Kosova örneği: Kosova tek taraflı bağımsızlık ilan etmiş, bu ilan uluslararası toplumda kabul görmüştü. Bu kabulün oluşmasında, Uluslararası Adalet Divanı'nın (UAD) kararı da etkili olmuştu. Zira UAD, Kosova'nın bağımsızlık kararına ilişkin değerlendirmesinde 'tek taraflı olarak bağımsızlık ilan edilmesi'nin uluslararası hukuku ihlal etmediğine karar vermişti. Ancak, bu tek taraflı bağımsızlık ilanı öncesinde Kosova, Sırbistan'ın onayını ya da rızasını aramamıştı. Dolayısıyla Kırım ile Kosova arasında bu iki noktada benzerlik kuruluyor; i) iç hukuki yollar kullanılmadan ayrılma gerçekleşmesi, ii) bağımsızlık referandumunun tek taraflı bağımsızlık ilanıyla eşdeğer olduğu düşüncesi. Hatta referandumun self-determinasyon hakkının kullanılması olduğuna dair hukuki bir temeli olmayan farklı bir gerekçelendirme de yapılıyor.(2)
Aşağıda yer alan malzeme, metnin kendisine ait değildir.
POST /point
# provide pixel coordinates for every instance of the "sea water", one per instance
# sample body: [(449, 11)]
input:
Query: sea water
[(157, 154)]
Transdinyester örneği: 2006 yılında bölgenin plebisit marifetiyle Moldova'dan ayrılması planı tartışılmıştı. Sandıktan yüzde 98 oranında Rusya'yla birleşme kararı çıkmasına rağmen, bu karar uluslararası toplumda kabul görmemişti.(3) Zira Moldova'yla AGİT çerçevesinde uzlaşma süreci devam ediyordu. Ayrılma ve self-determinasyon için gerekli ve yeterli hukuki gerekçeler mevcut değildi. Ayrılma ve self-determinasyon hakkını bu örnek bağlamında tartışan hukukçular bağımsızlıkla eşdeğer dış self-determinasyon hakkının kullanılabilmesi için şu şartların kesinlikle sağlanması gerektiğini belirtmişlerdi: i) ayrılacak olan toprak değil, insanlar olmalı; ii) bu insanlar şiddetli ve yaygın insan hakları ihlaline maruz kalmalı; iii) bu ihlalleri sonlandıracak etkili ve yeterli ulusal ya da uluslararası çözüm mekanizmaları bulunmamalı.
Son tahlilde, Kırım özelinde konuya bakılacak olursa, her ne kadar Ukrayna Anayasası(4), Kırım Özerk Bölgesi'nin yerel referandum yapabileceğini belirtse de diğer bir amir hüküm, Ukrayna toprakları ve sınırlarının değişimini içerecek bir talebin ancak münhasıran tüm Ukraynalıların katılacağı bir referandumla belirlenmesi gerektiğini vurguluyor.(5) Bu açıdan, iç hukuka ilişkin olan ayrılma talebi, ancak bu süreç işletilerek gerçekleştirilebilir. Öte yandan Kırım'da toplumun politik ve sosyal yaşama katıldığı, Özerk Bölge'ye sahip olduğu dolayısıyla self-determinasyon hakkını defacto olarak kullandığı aşikâr. Gerçekleşecek referandum, Kırım'a, uluslararası hukuka göre self-determinasyon, iç hukuka göre ise ayrılma hakkı tanımayacaktır.
1)Report of the International Committee of Jurists Entrusted by the Council of the League of Nations with the Task of Giving an Advisory Opinion upon the Legal Aspects of the Aaland Islands Question, League of Nations Off. J., Spec. Supp, No. 3, at 5-10 (1920)
2)http://opiniojuris.org/2014/03/06/really-violate-international-law-crimea-hold-referendum-secession
3)Thawing a Frozen Conflict: Legal Aspects of The Separatist Crisis in Moldova bknz: http://www.nycbar.org/pdf/report/NYCity%20BarTransnistriaReport.pdf
4)Ukrayna Anayasası, http://www.president.gov.ua/en/content/chapter10.html, Madde 138
5)Ukrayna Anayasası, http://www.president.gov.ua/en/content/chapter03.html , Madde 73
(Uluslararası Stratejik Araştırmalar Kurumu [USAK] uzmanı.)